11. Section 186 provides that if for any reason it is “impracticable” to call a statutory meeting or an extraordinary general meeting according to the provisions of the Act or the articles, the Company Law Board may, either on its own motion or on the application of any director of the company, or any member thereof who would be entitled to vote at the meeting, direct the calling of a meeting and give necessary directions therefor. It is, therefore, clear that either a director or a member of the company entitled to vote at the meeting can file an application under Section 186. Secondly, it should be “impracticable” to call an extraordinary general meeting of the company. Unless these two conditions are satisfied, no application will lie under Section 186 of the Act.

12. There is no dispute as to whether the applicant is a shareholder of the company or not in view of the fact that counsel for the company has conceded in the course of his oral submissions that the applicant is a shareholder of the company. Therefore, this question does not arise for consideration by this Bench.

13. With regard to the second issue whether it was “impracticable” to call an extraordinary general meeting of the company, a careful scrutiny of the requisitions (Doc. Nos. 1 and 6 annexed to the application) reveal that the company was requested in pursuance of Section 169 of the Act to convene an extraordinary general meeting to transact the following business:

(a) Retirement and re-election of directors of the company ;

(b) Production of minutes book, members’ register, balance-sheet, profit and loss account and auditors’ report for the years ending March 31, 1995, and March 31, 1996, for inspection.

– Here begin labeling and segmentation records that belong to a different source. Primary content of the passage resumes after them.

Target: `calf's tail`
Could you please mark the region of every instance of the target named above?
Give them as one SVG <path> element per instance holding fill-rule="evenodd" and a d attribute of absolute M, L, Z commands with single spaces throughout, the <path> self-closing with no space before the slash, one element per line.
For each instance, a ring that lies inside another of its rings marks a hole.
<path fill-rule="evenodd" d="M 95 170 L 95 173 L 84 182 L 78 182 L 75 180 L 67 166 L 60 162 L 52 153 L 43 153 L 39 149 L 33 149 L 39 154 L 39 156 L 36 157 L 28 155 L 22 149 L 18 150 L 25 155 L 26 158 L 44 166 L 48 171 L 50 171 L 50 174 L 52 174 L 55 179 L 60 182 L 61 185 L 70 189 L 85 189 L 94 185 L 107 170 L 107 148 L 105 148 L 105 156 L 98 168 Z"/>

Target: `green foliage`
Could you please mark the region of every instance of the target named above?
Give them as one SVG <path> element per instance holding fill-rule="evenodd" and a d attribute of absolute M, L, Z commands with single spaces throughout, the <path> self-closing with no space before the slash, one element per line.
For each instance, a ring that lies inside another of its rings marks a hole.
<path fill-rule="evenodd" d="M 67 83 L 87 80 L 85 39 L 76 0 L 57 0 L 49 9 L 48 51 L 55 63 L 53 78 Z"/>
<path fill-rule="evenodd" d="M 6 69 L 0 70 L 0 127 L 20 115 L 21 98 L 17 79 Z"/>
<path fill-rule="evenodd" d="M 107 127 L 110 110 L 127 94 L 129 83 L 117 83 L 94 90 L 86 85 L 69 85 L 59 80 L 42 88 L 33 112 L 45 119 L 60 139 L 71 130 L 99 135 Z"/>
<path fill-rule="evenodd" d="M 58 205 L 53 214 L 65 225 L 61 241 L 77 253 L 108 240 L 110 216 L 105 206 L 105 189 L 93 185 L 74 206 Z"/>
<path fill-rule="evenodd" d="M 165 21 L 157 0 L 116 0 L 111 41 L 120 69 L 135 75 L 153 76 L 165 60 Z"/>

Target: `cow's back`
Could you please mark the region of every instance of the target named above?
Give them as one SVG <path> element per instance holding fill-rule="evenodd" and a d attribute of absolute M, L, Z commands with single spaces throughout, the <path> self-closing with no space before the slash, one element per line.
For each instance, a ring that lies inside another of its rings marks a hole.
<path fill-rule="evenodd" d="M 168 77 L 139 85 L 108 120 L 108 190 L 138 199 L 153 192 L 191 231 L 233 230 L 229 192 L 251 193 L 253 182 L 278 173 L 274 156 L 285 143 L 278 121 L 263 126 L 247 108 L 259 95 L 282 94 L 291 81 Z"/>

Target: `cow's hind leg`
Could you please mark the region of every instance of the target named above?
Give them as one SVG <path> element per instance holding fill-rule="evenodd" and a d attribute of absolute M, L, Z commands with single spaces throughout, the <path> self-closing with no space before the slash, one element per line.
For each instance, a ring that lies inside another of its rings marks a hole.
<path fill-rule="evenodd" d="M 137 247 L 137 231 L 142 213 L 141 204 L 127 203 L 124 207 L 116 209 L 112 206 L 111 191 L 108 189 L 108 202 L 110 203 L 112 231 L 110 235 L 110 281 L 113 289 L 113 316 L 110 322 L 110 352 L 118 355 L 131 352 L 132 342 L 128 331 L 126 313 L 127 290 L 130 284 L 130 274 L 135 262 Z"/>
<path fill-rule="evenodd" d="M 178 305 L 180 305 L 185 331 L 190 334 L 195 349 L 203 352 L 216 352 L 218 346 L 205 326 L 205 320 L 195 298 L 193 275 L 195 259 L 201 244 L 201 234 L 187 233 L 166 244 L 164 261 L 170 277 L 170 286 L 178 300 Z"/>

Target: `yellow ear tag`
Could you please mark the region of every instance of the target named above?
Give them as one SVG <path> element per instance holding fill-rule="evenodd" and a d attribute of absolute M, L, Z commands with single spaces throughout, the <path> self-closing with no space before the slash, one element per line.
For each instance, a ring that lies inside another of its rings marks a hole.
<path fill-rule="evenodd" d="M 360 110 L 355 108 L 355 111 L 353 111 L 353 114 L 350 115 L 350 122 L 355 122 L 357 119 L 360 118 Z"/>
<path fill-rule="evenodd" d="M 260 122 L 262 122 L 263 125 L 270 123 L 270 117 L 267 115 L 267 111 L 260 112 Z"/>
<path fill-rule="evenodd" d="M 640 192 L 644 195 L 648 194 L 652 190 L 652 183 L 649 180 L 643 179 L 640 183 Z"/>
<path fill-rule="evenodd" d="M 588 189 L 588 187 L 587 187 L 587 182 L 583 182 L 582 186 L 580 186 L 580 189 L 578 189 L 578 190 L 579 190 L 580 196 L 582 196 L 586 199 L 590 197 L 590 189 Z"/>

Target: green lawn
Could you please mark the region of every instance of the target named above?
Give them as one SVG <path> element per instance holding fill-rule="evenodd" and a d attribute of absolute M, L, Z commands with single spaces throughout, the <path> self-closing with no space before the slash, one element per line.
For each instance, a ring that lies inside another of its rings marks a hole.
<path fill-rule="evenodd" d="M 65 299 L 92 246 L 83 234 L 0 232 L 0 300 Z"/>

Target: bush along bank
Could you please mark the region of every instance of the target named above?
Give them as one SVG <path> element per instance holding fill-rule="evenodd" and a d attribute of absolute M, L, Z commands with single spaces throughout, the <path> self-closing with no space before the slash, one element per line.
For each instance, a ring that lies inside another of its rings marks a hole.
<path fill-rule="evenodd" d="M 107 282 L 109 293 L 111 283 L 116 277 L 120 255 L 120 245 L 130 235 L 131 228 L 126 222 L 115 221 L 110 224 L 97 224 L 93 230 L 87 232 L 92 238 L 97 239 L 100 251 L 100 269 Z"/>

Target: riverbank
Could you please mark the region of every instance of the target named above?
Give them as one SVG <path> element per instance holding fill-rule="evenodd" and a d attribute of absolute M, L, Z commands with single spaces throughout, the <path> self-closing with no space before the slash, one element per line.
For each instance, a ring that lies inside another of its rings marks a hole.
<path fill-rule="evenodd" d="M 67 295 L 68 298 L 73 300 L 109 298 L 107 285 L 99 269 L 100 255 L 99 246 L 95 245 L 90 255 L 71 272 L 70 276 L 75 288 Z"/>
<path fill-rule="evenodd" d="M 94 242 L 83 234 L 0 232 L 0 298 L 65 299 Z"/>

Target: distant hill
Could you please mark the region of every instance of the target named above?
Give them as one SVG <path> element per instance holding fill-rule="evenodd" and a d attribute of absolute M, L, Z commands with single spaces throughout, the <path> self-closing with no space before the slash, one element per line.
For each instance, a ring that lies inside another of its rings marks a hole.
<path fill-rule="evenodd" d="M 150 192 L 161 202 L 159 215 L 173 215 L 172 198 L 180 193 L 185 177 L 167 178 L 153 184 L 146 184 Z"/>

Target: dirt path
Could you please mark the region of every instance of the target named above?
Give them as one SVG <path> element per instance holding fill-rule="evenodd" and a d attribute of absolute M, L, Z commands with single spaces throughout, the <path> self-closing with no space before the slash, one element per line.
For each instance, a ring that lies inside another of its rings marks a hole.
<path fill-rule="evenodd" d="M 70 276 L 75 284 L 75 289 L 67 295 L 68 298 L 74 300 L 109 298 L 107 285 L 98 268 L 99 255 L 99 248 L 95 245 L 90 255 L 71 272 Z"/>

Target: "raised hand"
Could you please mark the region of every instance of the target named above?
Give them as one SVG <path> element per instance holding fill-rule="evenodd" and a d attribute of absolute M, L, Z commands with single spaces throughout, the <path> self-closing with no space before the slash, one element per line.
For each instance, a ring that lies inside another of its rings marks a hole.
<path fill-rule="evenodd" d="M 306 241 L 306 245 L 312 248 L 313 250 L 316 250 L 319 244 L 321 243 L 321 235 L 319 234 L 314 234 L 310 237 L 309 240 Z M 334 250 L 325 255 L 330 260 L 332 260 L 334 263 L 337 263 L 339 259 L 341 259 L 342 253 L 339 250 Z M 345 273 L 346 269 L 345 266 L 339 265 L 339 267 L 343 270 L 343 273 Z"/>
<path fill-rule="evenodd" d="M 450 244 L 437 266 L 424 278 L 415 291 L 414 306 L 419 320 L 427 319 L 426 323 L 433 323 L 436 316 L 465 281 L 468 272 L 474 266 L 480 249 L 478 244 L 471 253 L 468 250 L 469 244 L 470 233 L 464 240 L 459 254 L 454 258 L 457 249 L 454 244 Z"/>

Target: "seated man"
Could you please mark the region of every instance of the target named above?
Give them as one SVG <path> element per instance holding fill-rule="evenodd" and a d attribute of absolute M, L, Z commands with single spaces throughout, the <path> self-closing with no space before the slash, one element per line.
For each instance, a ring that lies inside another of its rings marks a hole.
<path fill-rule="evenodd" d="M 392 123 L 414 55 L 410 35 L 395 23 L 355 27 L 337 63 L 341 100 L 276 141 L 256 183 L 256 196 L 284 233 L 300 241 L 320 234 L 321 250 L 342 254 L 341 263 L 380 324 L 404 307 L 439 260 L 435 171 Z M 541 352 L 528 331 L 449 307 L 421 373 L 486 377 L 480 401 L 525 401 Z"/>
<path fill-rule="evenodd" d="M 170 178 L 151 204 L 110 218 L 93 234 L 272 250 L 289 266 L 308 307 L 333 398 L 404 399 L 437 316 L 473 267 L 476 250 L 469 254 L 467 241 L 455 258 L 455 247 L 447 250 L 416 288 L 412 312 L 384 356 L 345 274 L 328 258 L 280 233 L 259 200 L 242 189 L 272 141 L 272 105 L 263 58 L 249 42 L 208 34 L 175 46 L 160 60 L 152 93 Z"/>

14. Both the requisitions are made under Section 169 to call an extraordinary general meeting of the company. By virtue of Doc. Nos. 1 and 6 (annexed to the application), the requisitionists invoked the provisions of Section 169, according to which the directors must convene an extraordinary general meeting on the requisition of members holding not less than one-tenth of the total voting rights in the matter of requisition. The requisition must state the matters for consideration of which the meeting is to be called. It must be signed by the requisitionists and deposited at the registered office of the company. The directors should, within 21 days from the date of the deposit of valid requisition, move to call a meeting and should give 21 days notice to members for calling such a meeting and the meeting should actually be held within 45 days from the date of the requisition. If the directors fail to call the meeting within the above mentioned time limits, the requisitionists representing not less than one-tenth of the total voting rights of all the members, may themselves convene a meeting within three months of depositing the requisition. It is beyond doubt that the applicant possessing the requisite shareholding has a right to convene a meeting in the light of Sub-section (6) of Section 169 of the Act. I am not, therefore, inclined to appreciate the applicant’s contention that it was “impracticable” to call an extraordinary general meeting. As it was practicable on the part of the applicant to convene an extraordinary general meeting in exercise of his right under Sub-section (6) of Section 169, this application under Section 186 must fail.

15. In view of the foregoing, without going into the merits of the other contentions of the applicant, the application is dismissed. There is, therefore, no need to go into the case law cited by counsel for the company.